L’auteur n’a évidemment pas tort sur ce point étant donné que l’intermédiation monétaire, comme toute intermédiation, se déroule dans le temps. La question du temps est importante à plusieurs égards. Elle l’est en particulier dans le procès d’accumulation. Par définition, le terme de procès renvoie au développement dans le temps des activités productives et, devrions-nous ajouter, à un développement cumulatif (qu’évoque le mot accumulation). La fonction de réserve est ici absolument indispensable en ce qu’elle renvoie à l’épargne comme source de financement du procès d’accumulation. Les autres fonctions de la monnaie lui sont subordonnées. Toute la question est de savoir alors si l’épargne constituée dans la monnaie nationale – le dinar – est apte à financer le procès d’accumulation ; autrement dit si la monnaie nationale est dotée de la fonction de réserve de valeur. Cette question ne se pose pas vis-à-vis de tel ou tel fragment du dit procès, mais vis-à-vis de celui-ci en tant que tout 731 . La réponse immédiate en ce qui concerne le dinar semble être négative. Dès lors on peut qualifier d’improductive l’épargne constituée en cette monnaie. Ce n’est pas pour autant que le dinar soit dépourvu des autres fonctions de la monnaie, fonction de compte, fonction de paiement et fonction symbolique. N’est-ce pas pour cette raison qu’il est utilisé dans les transactions commerciales tout comme il l’est dans les relations symboliques dont il a été question ? A contrario, qu’est-ce qui explique que des instruments de crédit tels que le chèque et tous les autres effets de commerce (lettre de change etc.) n’ont pratiquement pas cours dans les transactions courantes en Algérie, évincés qu’ils sont par le papier-monnaie 732  ? Sans doute le fait que ces instruments ont une fonction de réserve de valeur et peuvent donc servir à financer le procès d’accumulation. L’absence de la fonction de réserve n’entame pas le rôle de la monnaie dans la répartition des richesses. Bien au contraire, elle tend à en faire la fonction primordiale parce que toute la richesse a vocation à être consommée. D’où l’intérêt de l’étude des inégalités sociales en rapport avec la question monétaire que nous tenterons dans la section 8.4 ci-après.

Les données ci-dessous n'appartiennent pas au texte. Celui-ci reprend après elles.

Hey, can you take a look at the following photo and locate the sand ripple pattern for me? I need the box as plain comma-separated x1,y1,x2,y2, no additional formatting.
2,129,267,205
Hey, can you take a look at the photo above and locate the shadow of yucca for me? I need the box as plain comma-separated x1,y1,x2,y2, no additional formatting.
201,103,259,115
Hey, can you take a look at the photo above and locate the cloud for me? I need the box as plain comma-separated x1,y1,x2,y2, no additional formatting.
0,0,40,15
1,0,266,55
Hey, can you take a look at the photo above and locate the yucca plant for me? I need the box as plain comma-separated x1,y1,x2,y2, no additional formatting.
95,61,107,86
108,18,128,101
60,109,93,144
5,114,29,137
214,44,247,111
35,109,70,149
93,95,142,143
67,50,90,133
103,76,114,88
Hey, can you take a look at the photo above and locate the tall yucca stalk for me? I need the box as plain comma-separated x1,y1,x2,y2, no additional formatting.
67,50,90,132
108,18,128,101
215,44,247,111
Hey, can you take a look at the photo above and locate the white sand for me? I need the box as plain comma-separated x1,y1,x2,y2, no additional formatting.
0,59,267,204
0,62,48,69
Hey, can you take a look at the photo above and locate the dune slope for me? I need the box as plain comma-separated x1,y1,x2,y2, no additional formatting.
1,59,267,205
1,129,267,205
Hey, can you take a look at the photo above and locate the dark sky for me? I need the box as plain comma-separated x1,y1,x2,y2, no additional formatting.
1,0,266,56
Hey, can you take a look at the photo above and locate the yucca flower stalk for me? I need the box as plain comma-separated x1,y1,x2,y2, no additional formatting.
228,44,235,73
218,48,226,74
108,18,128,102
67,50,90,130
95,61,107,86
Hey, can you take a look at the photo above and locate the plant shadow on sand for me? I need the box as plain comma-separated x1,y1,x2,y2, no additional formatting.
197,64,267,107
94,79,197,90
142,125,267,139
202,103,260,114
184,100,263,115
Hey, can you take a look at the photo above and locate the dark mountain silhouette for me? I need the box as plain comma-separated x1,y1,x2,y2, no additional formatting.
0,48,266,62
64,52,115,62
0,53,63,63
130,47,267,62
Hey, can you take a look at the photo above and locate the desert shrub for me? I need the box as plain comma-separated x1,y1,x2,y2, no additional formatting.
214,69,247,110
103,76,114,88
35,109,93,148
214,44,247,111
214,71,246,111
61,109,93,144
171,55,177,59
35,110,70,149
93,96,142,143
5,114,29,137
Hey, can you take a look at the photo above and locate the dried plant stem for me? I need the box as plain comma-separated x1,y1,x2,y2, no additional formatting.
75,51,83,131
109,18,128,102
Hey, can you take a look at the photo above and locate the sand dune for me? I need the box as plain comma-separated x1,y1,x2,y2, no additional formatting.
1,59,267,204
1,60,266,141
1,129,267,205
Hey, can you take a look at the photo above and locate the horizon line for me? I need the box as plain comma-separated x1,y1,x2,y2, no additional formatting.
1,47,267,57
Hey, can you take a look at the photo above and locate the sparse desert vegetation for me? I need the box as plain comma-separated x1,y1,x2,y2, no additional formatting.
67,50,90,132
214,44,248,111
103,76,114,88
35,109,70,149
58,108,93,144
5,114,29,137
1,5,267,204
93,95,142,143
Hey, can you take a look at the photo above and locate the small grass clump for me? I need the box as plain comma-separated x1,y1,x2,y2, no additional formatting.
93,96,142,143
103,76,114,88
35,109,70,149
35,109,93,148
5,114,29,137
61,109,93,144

C’est à toutes ces questions qu’il convient à présent de réserver un traitement à la fois empirique et analytique en remontant à la source des problèmes qu’elles soulèvent.

Notes
728.

Les monnaies parallèles, Unité et diversité du fait monétaire, Ed. l’Hramattan, 2000, p 22.

729.

Id. p 32.

730.

Voir l’article sur la monnaie dans Encyclopedia Universalis signé B. Schmidt.

731.

Il n’est donc pas question pour nous de nier le fait que certains fragments de ce procès se déroulent localement, conférant ainsi au dinar la fonction de réserve.

732.

Ce point sera développé dans la section 8.3 ci-après.